Mahlberg In Mahlberg endet das Sanierungsprogramm, in Orschweier beginnt es

Mahlberg (ir). Acht Jahre lang lief das Sanierungsprogramm für die Kernstadt Mahlberg. Insgesamt haben 20 Private und die Stadt die Hilfen von Bund und Land in Anspruch genommen. Die Nachfrage war groß, wiederholt wurde das Programm aufgestockt. Insgesamt wurden knapp 4,4 Millionen Euro Zuschuss gewährt, wie es am Montagabend in der Gemeinderatssitzung hieß.
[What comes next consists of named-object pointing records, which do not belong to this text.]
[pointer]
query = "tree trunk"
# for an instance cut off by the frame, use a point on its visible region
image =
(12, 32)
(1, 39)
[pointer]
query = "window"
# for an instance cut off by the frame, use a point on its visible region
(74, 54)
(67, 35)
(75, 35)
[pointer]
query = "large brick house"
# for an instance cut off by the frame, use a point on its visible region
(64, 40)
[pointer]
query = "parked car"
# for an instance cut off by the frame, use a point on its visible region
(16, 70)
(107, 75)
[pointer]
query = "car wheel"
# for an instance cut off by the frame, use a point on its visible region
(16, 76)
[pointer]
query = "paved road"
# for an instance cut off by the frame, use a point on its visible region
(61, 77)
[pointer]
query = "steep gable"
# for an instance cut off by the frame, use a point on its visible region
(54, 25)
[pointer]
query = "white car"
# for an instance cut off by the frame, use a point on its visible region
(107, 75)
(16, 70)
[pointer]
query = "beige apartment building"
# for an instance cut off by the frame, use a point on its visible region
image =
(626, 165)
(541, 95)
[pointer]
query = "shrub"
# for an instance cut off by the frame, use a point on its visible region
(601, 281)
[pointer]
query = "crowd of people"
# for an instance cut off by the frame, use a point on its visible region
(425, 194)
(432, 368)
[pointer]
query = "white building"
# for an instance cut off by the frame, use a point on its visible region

In dieser setzten die Stadträte mit dem Aufhebungsbeschluss den formalen Schlusspunkt des Programms, das durchaus eine Erfolgsgeschichte genannt werden kann. Profitiert hat die Stadt bei der Umsetzung großer Vorhaben. So bei der Modernisierung des Rathauses I und dem Kauf des früheren Volksbankgebäudes auf der gegenüberliegenden Seite des Rathausplatzes inklusive dessen Umbau zum Rathaus II (Bürgerbüro) im Erdgeschoss und zu städtischen Wohnungen. Weitere Punkte sind die Neugestaltung der Küfergasse und des Seewegs bis zur Kreuzung Sportplatzstraße und der Kauf der ehemaligen Fabrikantenvilla, die zu einem neuen Bürgerzentrum umgebaut wurde. 20 Private – vor allem in der Karl-Kromer-Straße, Stauferstraße, Bromergasse und Unterburg-/Eisenbahnstraße – haben für Abbruch (drei) und Bauvorhaben (17) Zuschüsse erhalten. Kämmerer Frank Zeller nannte etwa den Umbau der ehemaligen Knopffabrik Novak in der Bromergasse zu Wohnzwecken und das Gasthof Sonne am Rathausplatz als Beispiel.
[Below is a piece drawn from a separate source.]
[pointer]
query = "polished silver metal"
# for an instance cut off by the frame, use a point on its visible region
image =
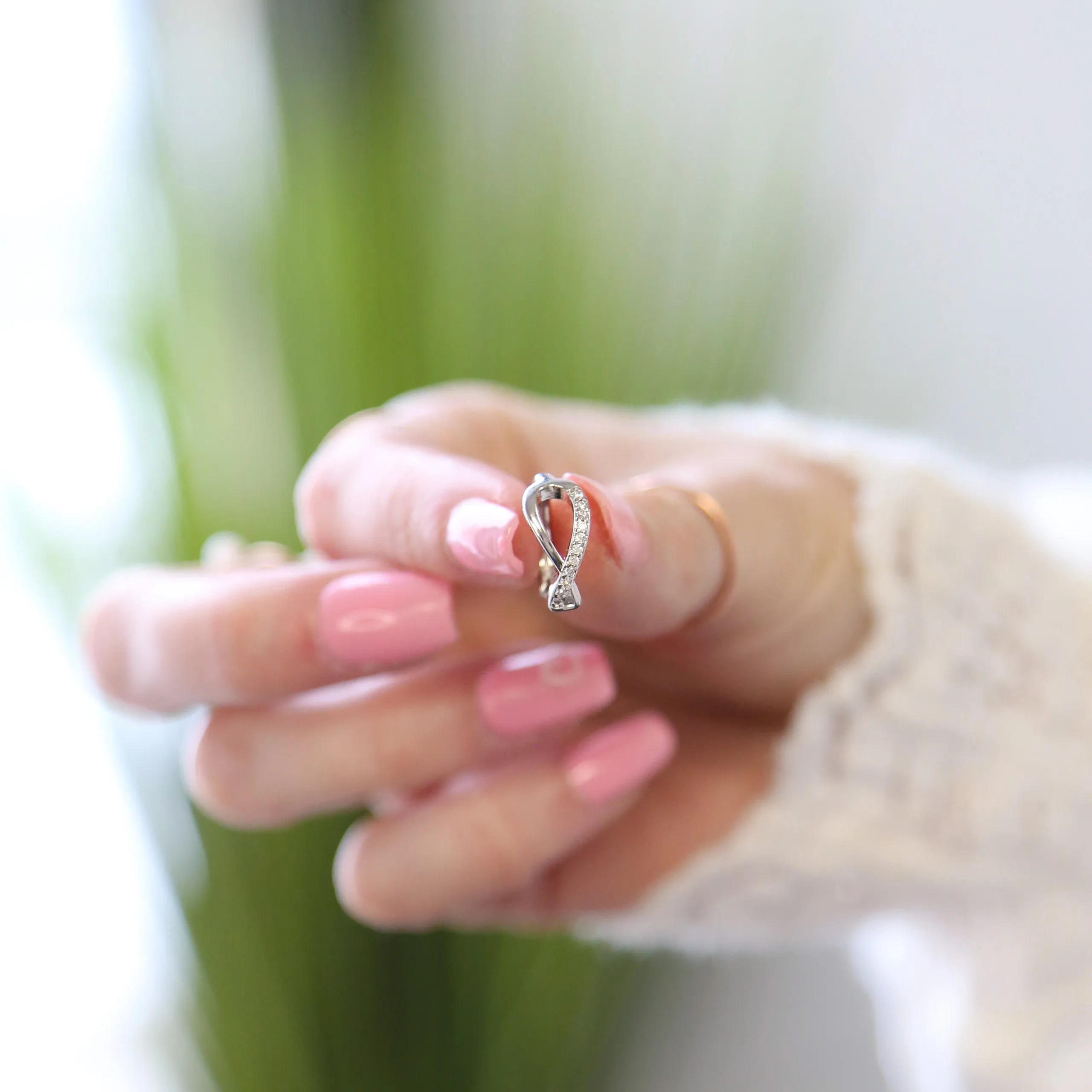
(557, 576)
Die Nachfrage war groß. Zu den 2010 bewilligten 1,6 Millionen Euro wurden im Lauf der Jahre weitere Zuschüsse bis zur oben genannte Summe bewilligt. Die 4,4 Millionen Euro Kosten teilen sich Bund mit knapp 1,5 Millionen Euro, das Land mit knapp 1,8 Millionen Euro und die Stadt mit knapp 1,8 Millionen Euro. Es war für Mahlbergs Kernstadt das zweite Sanierungsprogramm.

Sanierungssatzung für Orschweier ist bereits in Vorbereitung

Nun soll’s in Orschweier weitergehen, der Stadtteil erhielt in diesem Jahr den Bescheid zur Aufnahme in das städtebauliche Sanierungsprogramm. Am Mittwoch, 30. September, ab 19 Uhr steht eine Bürgerinformationsversammlung in der Orschweirer Halle an. Dort informieren Mitarbeiter der Stadtentwicklungsgesellschaft (STEG) und der Verwaltung über die /Bestandsaufnahme Orschweiers und die im Gange befindlichen vorbereitenden Untersuchungen. Weiterer Punkt ist die Erläuterung, für welchen Vorhaben Zuschuss gewährt werden kann, zudem wird ein erster Entwurf des Geltungsbereichs vorgestellt. Im Anschluss werden Bürger schriftlich befragt, ob sie Interesse an einer Teilnahme haben. Träger öffentlicher Belange und Institutionen wurden schon vorab um eine Stellungnahme gebeten, wie Kämmerer Zeller sagte. Die Sanierungssatzung ist in Vorbereitung, sie soll im Frühjahr 2021 als solche beschlossen werden. Dann wird auch der Geltungsbereich per Gemeinderatsbeschluss festgezurrt.